Why is it that the more I crave the warmth that lies within the light, I find myself falling deeper into darkness. What have I done that continues to bring me to this God forsaken place. I am anything but drawn. I am captured, and held prisoner within the walls that are dimmed by the knowing of pending conclusion.
I once craved the comfort of the shadows. The absence of light sheltered me from the truth brought forth by vision. But as I stand here in the moment of my existence, I ponder on the realization that I may never find my way beyond the confinement of the black.
Happiness is fragmented into the points of a pen, dotting ink onto a canvas, once blank but now smothered in the oils of the days. Little by little covering ever inch of white until nothing remains but memories.
As alone as the wind that blows through the needles on a bitter Winters pine. The chill of the artist on the stage of life that bares no audience. Unworthy of the creation that was bestowed upon me. I am alone.
Is it me, or does the cold blanket the many, distancing itself from only the few. What is the true cost of fulfillment. Is death the true keeper of light or is it obtainable within the beating heart.

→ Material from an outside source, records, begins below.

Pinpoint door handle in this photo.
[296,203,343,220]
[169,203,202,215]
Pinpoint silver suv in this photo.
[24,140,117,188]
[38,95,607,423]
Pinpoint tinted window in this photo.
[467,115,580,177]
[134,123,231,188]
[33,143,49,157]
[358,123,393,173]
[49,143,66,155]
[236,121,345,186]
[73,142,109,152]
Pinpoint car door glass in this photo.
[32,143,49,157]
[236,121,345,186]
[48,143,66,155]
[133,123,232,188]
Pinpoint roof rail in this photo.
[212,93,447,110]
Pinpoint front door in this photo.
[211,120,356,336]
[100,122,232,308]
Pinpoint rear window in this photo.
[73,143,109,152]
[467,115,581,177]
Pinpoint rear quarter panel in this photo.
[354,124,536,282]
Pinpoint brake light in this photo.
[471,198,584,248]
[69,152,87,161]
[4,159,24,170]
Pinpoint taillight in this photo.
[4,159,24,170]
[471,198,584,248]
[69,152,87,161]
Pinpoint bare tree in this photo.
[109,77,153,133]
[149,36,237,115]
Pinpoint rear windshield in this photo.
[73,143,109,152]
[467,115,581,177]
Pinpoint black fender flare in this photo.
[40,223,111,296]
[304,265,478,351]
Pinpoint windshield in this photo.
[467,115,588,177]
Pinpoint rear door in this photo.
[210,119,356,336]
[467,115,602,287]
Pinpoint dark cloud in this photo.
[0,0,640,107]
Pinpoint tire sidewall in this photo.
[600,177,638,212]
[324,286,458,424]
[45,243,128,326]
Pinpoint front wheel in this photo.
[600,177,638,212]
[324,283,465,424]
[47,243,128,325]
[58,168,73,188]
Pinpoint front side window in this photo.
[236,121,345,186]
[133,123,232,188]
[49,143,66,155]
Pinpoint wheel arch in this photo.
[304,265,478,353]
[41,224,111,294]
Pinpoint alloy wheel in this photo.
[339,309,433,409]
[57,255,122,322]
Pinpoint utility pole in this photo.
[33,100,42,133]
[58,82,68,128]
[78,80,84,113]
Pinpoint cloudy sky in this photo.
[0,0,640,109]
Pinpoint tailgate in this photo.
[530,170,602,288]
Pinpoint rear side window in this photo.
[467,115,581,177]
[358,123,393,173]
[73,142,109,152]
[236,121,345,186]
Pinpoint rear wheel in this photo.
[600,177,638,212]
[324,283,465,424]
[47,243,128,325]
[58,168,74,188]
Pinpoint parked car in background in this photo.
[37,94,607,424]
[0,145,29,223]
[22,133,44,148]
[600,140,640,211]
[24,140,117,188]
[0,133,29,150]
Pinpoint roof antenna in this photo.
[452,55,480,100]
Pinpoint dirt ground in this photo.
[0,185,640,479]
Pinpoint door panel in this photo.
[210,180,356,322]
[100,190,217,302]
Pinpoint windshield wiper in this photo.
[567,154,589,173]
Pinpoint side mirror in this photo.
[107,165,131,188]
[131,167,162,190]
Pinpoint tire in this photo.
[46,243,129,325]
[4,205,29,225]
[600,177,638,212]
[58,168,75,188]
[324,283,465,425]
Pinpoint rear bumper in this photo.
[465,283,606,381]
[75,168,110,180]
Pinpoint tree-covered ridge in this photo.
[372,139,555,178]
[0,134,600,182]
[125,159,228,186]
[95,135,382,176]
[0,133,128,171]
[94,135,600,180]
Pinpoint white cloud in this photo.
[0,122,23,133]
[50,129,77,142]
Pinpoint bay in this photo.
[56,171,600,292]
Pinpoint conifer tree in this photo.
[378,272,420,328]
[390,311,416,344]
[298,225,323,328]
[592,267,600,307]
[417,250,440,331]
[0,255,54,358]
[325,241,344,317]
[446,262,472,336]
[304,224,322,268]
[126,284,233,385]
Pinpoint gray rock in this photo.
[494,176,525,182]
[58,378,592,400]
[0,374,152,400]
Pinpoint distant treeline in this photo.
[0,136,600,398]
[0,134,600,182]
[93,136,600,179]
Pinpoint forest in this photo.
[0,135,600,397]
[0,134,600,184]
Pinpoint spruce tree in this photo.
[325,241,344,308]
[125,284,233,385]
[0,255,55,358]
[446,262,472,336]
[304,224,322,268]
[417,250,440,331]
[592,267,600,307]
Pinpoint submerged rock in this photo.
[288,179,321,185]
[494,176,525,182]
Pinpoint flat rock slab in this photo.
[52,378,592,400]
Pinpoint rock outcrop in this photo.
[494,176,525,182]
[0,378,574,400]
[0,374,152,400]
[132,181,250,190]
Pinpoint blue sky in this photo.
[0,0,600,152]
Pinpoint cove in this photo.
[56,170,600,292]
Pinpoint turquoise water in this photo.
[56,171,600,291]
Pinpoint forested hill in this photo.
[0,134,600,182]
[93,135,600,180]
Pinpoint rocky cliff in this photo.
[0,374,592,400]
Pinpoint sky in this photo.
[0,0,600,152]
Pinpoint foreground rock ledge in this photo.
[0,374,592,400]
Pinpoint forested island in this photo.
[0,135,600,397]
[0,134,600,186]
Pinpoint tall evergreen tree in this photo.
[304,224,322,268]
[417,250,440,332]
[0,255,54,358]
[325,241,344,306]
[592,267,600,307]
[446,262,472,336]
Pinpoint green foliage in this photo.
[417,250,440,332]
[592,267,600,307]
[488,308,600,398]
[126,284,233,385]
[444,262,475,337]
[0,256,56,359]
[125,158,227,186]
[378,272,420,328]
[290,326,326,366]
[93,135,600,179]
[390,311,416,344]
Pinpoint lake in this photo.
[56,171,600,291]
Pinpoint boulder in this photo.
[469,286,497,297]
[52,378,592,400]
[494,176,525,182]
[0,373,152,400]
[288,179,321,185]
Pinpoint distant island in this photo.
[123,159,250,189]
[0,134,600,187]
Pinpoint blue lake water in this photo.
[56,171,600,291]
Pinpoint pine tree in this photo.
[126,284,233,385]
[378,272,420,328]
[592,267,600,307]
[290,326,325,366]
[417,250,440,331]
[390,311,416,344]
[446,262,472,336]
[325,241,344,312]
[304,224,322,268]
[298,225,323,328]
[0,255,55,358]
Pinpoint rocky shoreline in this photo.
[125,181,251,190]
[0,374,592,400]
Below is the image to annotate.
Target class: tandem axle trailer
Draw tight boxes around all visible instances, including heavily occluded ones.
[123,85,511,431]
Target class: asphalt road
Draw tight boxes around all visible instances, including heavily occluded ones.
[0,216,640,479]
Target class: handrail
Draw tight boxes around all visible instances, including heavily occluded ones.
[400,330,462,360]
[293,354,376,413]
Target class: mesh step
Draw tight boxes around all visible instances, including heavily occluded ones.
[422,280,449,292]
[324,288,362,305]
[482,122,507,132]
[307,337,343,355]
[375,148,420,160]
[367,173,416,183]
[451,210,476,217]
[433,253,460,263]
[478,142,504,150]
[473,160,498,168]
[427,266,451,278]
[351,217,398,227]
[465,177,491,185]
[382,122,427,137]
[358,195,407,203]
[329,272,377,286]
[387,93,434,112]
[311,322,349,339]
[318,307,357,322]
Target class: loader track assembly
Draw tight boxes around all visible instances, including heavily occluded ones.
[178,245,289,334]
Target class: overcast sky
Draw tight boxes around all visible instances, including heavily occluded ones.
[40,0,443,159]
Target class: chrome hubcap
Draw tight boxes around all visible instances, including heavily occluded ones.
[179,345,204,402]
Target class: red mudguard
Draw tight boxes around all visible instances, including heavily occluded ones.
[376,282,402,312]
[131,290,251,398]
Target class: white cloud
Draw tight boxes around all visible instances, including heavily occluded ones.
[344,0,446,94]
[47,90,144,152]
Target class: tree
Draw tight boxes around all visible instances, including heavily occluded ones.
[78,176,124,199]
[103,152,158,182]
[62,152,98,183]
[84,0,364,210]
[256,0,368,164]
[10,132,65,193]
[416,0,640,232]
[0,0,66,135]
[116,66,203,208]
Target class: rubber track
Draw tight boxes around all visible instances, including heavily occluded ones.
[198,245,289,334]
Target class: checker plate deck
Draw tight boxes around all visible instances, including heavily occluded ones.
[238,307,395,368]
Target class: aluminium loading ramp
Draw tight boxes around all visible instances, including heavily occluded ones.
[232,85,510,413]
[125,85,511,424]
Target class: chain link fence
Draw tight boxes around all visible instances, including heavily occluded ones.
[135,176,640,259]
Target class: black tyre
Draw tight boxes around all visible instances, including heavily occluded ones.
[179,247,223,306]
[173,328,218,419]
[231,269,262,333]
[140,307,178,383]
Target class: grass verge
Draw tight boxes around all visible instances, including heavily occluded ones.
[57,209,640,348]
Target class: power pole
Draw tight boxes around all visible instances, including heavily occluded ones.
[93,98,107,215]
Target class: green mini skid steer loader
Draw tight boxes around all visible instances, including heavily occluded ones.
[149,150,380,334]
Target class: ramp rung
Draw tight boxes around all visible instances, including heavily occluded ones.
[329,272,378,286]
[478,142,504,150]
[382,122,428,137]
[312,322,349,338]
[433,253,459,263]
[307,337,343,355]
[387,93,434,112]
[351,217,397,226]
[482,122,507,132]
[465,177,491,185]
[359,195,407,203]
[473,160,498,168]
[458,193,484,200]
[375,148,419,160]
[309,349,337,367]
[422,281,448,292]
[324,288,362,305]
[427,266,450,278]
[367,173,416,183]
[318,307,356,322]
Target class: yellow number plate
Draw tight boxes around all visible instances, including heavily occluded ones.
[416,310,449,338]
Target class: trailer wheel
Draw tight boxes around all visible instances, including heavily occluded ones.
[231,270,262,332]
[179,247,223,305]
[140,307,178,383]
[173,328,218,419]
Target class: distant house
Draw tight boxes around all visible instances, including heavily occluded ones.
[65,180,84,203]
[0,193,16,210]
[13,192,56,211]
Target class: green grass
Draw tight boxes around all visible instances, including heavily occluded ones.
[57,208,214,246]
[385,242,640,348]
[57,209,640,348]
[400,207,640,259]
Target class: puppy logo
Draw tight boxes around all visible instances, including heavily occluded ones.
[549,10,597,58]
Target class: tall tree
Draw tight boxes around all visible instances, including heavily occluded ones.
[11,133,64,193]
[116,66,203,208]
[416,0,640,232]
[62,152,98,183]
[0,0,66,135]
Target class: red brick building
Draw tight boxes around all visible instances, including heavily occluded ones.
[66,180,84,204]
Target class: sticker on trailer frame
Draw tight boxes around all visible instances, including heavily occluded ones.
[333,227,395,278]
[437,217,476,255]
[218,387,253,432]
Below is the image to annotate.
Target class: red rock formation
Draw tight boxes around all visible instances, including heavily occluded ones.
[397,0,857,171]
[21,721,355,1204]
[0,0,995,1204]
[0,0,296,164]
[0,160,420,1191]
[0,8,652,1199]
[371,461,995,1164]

As I sit here in the minutes that run down the instant, I am caught in the ticking of the ever-moving hands. Turning like thoughts that plummet beneath the surface. Knowing that the end will find me in the shivers of night. I have to wonder that if I had stopped long enough to see beyond the distance, and traveled down a different road, if I could have avoided repeating past mistakes. Why do we become blind to reality, and continue to be content with less than what we believe we deserve.
Youth is short, maturity is long, darkness is infinite.
The heart bleeds to be whole, until there is nothing left to keep it beating.
All I wish for, is what every soul wishes for….to make it back….beyond the black.